What's the difference and when to use what? What's the risk if I always use ToLower() and what's the risk if I always use ToLowerInvariant()?
-
5Maybe you should instead normalize strings to uppercase. See msdn.microsoft.com/en-us/library/bb386042.aspxhabakuk– habakuk2017-03-20 14:58:31 +00:00Commented Mar 20, 2017 at 14:58
-
See also stackoverflow.com/questions/3550213/…riQQ– riQQ2022-07-07 11:23:54 +00:00Commented Jul 7, 2022 at 11:23
4 Answers
Depending on the current culture, ToLower might produce a culture specific lowercase letter, that you aren't expecting. Such as producing ınfo without the dot on the i instead of info and thus mucking up string comparisons. For that reason, ToLowerInvariant should be used on any non-language-specific data. When you might have user input that might be in their native language/character-set, would generally be the only time you use ToLower.
See this question for an example of this issue: C#- ToLower() is sometimes removing dot from the letter "I"
Comments
tldr; For lowercased content that a human will read e.g. articles, posts, comments, names, places): use ToLower().
For normalised versions of identifiers, keywords, or machine-consumed strings that have a fixed-meaning that shouldn't ever changed based on who's running the code or where it is being run from: use ToLowerInvariant().

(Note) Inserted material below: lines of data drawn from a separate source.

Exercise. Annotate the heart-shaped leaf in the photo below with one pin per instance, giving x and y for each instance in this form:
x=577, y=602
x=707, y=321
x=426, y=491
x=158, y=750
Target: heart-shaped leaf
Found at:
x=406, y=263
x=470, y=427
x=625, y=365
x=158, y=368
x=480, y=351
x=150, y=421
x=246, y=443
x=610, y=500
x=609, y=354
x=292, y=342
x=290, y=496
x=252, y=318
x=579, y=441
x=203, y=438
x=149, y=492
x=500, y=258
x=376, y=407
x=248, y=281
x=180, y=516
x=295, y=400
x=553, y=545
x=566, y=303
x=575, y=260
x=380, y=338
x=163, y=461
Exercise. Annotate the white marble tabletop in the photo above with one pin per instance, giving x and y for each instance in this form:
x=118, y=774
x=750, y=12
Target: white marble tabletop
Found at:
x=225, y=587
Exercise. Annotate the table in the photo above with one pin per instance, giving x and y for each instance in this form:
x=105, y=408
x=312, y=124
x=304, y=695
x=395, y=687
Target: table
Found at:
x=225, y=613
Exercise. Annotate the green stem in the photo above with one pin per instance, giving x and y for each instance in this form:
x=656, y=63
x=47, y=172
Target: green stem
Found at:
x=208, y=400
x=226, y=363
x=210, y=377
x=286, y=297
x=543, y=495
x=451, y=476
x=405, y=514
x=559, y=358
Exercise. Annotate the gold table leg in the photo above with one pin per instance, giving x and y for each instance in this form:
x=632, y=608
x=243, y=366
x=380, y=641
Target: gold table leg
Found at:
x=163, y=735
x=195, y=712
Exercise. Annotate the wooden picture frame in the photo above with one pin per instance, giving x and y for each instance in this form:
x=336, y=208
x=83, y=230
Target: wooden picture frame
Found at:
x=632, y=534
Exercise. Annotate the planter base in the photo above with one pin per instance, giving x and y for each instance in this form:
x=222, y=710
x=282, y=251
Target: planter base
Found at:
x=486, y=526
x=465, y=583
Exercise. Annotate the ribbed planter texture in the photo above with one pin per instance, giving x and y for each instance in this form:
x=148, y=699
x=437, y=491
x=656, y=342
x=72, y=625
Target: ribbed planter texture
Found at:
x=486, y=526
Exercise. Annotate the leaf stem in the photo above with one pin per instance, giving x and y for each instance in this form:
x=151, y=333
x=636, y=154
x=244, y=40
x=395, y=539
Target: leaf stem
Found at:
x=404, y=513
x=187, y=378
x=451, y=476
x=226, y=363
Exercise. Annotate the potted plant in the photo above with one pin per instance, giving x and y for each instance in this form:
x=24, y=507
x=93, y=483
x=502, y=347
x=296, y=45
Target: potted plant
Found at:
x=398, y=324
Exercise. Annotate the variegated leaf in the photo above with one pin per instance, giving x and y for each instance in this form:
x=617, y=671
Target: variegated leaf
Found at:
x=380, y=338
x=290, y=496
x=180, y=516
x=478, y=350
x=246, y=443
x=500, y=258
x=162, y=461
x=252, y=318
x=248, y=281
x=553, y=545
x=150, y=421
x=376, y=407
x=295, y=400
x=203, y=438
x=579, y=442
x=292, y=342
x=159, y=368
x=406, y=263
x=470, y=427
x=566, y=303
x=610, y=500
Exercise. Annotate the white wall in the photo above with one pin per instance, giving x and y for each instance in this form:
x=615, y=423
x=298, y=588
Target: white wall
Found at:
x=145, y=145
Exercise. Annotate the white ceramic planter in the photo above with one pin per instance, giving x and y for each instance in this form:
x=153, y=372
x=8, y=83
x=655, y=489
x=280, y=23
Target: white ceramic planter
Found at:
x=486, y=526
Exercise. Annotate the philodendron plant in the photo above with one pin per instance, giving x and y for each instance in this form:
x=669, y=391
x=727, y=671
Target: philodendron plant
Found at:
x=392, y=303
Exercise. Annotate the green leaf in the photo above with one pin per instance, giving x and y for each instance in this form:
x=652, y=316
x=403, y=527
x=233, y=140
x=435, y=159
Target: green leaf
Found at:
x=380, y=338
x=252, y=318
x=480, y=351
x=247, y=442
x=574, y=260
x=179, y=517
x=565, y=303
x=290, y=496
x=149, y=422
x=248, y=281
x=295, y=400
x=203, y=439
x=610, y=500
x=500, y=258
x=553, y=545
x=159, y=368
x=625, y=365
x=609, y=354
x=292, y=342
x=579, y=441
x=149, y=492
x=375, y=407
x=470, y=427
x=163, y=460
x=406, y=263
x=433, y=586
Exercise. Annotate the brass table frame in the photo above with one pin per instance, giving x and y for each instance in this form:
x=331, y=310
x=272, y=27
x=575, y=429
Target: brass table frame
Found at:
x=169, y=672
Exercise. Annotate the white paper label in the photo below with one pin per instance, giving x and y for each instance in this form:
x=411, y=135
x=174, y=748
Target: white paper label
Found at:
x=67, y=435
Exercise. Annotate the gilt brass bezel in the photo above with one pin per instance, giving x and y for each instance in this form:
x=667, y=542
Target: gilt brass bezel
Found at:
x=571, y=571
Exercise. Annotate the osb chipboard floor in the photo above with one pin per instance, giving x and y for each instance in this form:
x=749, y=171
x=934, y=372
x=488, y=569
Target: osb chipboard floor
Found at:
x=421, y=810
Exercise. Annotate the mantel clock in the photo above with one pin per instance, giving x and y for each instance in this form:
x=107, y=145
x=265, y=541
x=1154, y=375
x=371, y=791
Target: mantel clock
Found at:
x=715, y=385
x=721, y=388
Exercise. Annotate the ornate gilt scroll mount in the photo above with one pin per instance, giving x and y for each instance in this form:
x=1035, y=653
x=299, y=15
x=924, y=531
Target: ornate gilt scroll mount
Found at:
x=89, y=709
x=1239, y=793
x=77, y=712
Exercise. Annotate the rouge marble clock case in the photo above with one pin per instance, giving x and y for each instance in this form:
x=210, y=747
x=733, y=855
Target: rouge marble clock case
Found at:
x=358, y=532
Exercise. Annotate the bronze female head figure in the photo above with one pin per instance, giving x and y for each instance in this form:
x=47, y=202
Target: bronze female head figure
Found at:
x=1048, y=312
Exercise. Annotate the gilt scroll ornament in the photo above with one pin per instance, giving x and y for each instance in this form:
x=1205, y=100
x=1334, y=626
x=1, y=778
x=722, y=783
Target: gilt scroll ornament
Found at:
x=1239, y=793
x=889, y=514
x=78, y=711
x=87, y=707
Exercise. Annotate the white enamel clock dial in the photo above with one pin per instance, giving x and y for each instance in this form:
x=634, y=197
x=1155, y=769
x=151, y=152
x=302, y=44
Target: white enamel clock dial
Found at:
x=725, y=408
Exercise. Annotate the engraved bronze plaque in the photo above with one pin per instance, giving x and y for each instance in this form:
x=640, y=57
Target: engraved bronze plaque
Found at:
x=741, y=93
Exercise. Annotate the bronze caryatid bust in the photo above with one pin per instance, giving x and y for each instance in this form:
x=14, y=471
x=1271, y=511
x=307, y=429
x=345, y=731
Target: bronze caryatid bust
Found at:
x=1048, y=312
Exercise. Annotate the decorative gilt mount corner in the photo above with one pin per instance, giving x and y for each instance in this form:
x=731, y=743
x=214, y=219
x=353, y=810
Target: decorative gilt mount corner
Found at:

For just comparing two strings without caring about case and/or not storing the resulting string: use StringComparison.OrdinalIgnoreCase.
ToLower() uses the current thread's culture (CultureInfo.CurrentCulture) to determine casing rules. This respects language-specific conventions - different languages have different rules for what the lowercase form of a character is.
ToLowerInvariant() uses the invariant culture, which is a fixed, culture-independent set of casing rules based on English (US). It always produces the same result regardless of the user's locale or operating system language settings.
An example using the Turkish language can help highlight the difference.
| Uppercase | Lowercase | Name |
|---|---|---|
| İ | i | Dotted I |
| I | ı | Dotless I |
In Turkish, DIŞ means outside and its correct lowercase is dış (with a dotless i). If a dotted i is instead used, you get diş which means tooth - a completely different word.
Using ToLowerInvariant here would omit this distinction and ultimately, result in typos in Turkish.
// Thread culture is Turkish (tr-TR)
"DIŞ".ToLower() // "dış" (correct - means 'outside')
"DIŞ".ToLowerInvariant() // "diş" (wrong - means 'tooth')
Turkish is not the only language affected by culture-sensitive casing. Unicode's SpecialCasing.txt file details a few more languages like Greek, Lithuanian, German and various other Turkic languages like Azerbaijani and Kazakh.
e.g.
- Greek:
Σhas two lowercase forms -σ(mid-word) andς(end of word) - Lithuanian: lowercasing
Ìremoves the accent in certain contexts when combined with soft-dot rules - German: not a
ToLowerissue per se but "STRAßE".ToUpper() → "STRASSE", and round-tripping back produces a different string - Azerbaijani: same four-i system as Turkish (
I→ı,İ→i)
Now imagine you are writing an SQL parser. Somewhere you have code like:
if (operator.ToLower() == "like")
{
// handle SQL LIKE operator - does NOT work correctly in every culture
}
SQL grammar does not change when you change cultures. A French user does not write SÉLECTIONNEZ x DE books instead of SELECT x FROM books.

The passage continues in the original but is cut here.